Europe and the New Economy

Lecturer: Professor Dr. Luc Soete,
Faculty of Economics and Business Administration,
Maastricht University, the Netherlands
Dates: 30. July - 3. August 2001


Course description
There is a growing debate about the way in which the current wave of new information and communication technologies might be today at the origin of the emergence of a "new economy". The latter appears increasingly characterized by the production and consumption of immaterial goods and services, their trading and exchange at a global, world level without the actual physical movement of such goods or persons; and a shift in value away from material production to immaterial content and talent. Many books have been written on some of these features under the heading of "new economy" over the last couple of years. In the early years most of these books, often written by non-economists, argued that there was now also a need for a new economics discipline, no longer focusing on the traditional distributional issues of scarcity, typical of material goods, but on issues of the selection of relevant information in an economic world primarily characterized by abundance.

Later on, starting with Shapiro and Varian's Information Rules.
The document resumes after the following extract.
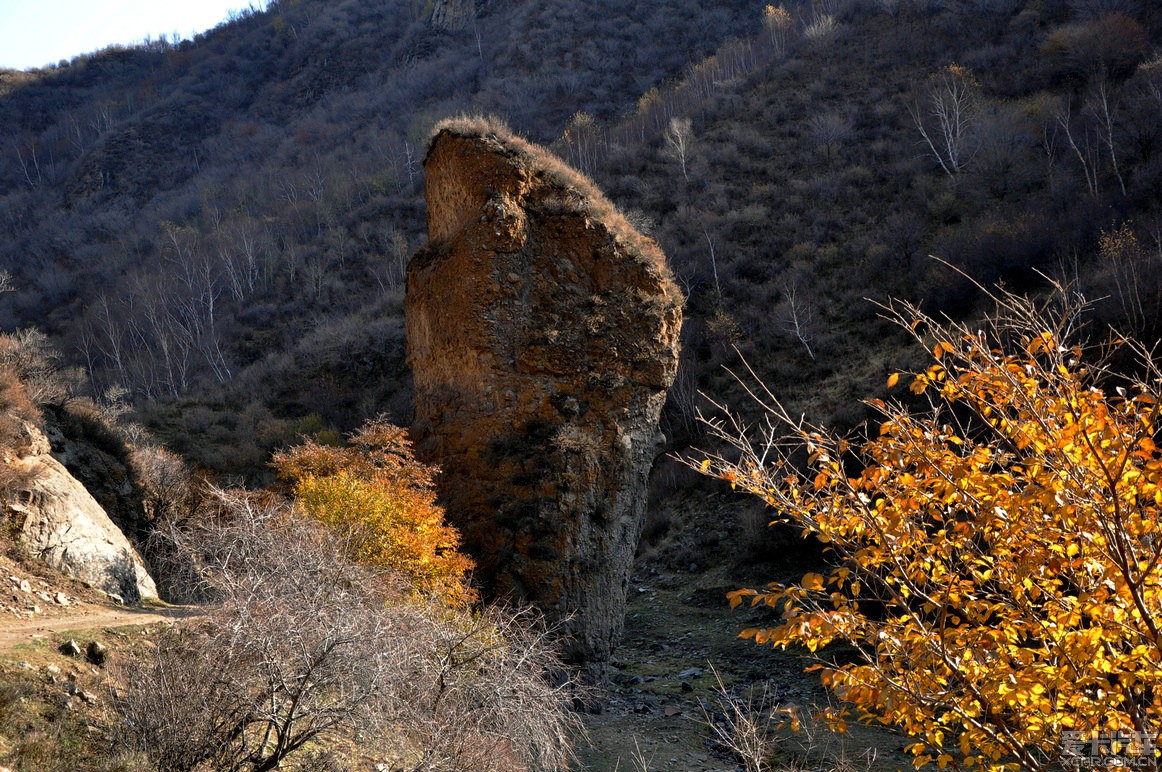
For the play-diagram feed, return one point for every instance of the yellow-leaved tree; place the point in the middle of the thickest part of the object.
(996, 554)
(381, 501)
A Strategic Guide to the Network Economy, many economists have started to address the issue of the new economy, avoiding though often the specific wording "new economy" and being at pains to illustrate how existing (micro-)economic theory would actually be well-suited to explain the main features of this new environment. In doing so, much of the new economy debate became reduced to a number of particular features of the new information and communication technologies, such as their network advantages, low marginal costs, transaction cost reductions or product versioning features, to name some of the most popular features of new information and communication goods and services. Hence, a growing popularity to talk about "e-conomy": economics, in particular micro-economics, applied to Internet transactions. Internet is from this perspective in the first instance a distribution revolution with major implications for e-commerce and the possibility for significant reductions in transaction costs.
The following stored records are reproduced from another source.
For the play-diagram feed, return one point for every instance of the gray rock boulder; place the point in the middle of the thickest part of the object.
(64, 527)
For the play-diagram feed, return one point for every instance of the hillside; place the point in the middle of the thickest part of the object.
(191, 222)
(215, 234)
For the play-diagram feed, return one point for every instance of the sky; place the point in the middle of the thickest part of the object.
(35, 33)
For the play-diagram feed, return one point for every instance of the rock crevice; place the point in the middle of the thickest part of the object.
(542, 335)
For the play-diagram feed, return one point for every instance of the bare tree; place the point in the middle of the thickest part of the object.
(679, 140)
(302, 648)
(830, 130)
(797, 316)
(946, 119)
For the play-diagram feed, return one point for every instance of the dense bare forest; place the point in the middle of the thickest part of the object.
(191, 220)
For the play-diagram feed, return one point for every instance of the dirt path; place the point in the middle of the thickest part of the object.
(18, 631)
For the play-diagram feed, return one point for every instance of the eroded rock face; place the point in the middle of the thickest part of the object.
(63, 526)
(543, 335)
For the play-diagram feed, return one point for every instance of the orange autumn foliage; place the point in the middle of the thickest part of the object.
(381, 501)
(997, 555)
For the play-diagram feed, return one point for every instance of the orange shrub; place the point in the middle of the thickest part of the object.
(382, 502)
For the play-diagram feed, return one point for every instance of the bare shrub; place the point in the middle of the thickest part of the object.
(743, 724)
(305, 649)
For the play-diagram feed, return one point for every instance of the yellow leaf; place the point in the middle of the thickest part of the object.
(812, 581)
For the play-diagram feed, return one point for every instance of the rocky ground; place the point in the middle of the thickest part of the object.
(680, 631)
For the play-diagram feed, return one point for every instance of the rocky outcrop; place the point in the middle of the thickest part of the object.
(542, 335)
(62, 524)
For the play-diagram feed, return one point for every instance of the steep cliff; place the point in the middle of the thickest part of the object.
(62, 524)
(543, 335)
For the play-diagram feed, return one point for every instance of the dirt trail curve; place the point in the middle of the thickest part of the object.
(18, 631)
In this course, a much broader view is taken, in which the phenomenon of the "new economy" is part of a gradually further expanding economy entering thanks to the new digital technologies, new spheres of exchanges of information, data, knowledge, opinions, emotions and other interchanges between humans and humans and machines. Some of these exchanges can now become "commoditized" for monetary value, some can be integrated into existing goods and services, increasing the value of such goods, some is becoming part of barter exchange systems.


Basic readings


Plan of the lectures

Lecture 1 - The new economy as an extension of the sphere of economics
Lecture 2 - The technological perspective: a new long wave growth upswing?
Lecture 3 - New growth, ICT and the trading of services
Lecture 4 - New macro-economics, finance and investment
Lecture 5 - New globalisation
Lecture 6 - New firms strategies and forms of competition
Lecture 7 - New distribution, new products and active consumers
Lecture 8 - New welfare: in search of hapiness
Lecture 9 - On the future of work and ageing
Lecture 10 - New times for work and leisure


Course plan with specified readings

Lecture 1 - The new economy as an extension of the sphere of economics


Lecture 2 - The technological perspective: a new long wave growth upswing?
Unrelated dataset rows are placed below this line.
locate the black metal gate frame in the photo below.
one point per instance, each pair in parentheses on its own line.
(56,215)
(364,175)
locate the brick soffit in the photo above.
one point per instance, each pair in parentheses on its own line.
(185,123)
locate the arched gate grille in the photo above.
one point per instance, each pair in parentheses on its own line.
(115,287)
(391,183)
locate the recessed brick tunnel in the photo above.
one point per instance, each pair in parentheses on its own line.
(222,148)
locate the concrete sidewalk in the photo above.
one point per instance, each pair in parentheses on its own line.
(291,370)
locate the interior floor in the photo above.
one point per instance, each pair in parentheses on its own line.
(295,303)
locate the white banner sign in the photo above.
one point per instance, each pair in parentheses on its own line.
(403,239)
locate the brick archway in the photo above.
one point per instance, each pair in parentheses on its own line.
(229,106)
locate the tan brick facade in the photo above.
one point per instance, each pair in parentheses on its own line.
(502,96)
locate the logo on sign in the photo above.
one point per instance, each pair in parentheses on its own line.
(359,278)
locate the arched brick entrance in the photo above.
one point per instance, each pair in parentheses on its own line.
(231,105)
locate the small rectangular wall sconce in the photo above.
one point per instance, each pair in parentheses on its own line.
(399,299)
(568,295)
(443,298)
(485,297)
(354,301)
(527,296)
Lecture 3 - New growth, ICT and the trading of services


Lecture 4 - New macro-economics, finance and investment


Lecture 5 - New globalisation


Lecture 6 - New firms strategies and forms of competition


Lecture 7 - New distribution, new products and active consumers


Lecture 8 - New welfare: in search of hapiness


Lecture 9 - On the future of work and ageing


Lecture 10 - New times for work and leisure


The lecturer
Luc Soete is Professor of International Economics at the Faculty of Economics and Business Administration, Maastricht University, the Netherlands, and director of the Maastricht Economic Research institute on Innovation and Technology (MERIT), the International Institute of Infonomics (IIoI) and the Maastricht McLuhan Institute (MMI). He holds degrees in economics and development economics from the University of Ghent, Belgium, and the University of Sussex.

His research interests cover the broad range of theoretical and empirical studies of the impact of technological change, in particular new information and communication technologies on employment, economic growth, and international trade and investment, as well as the related policy and measurement issues. With respect to the latter he is currently one of the strong proponents of the "new economy" phenomenon. Luc Soete has published a large number of books, articles and policy reports.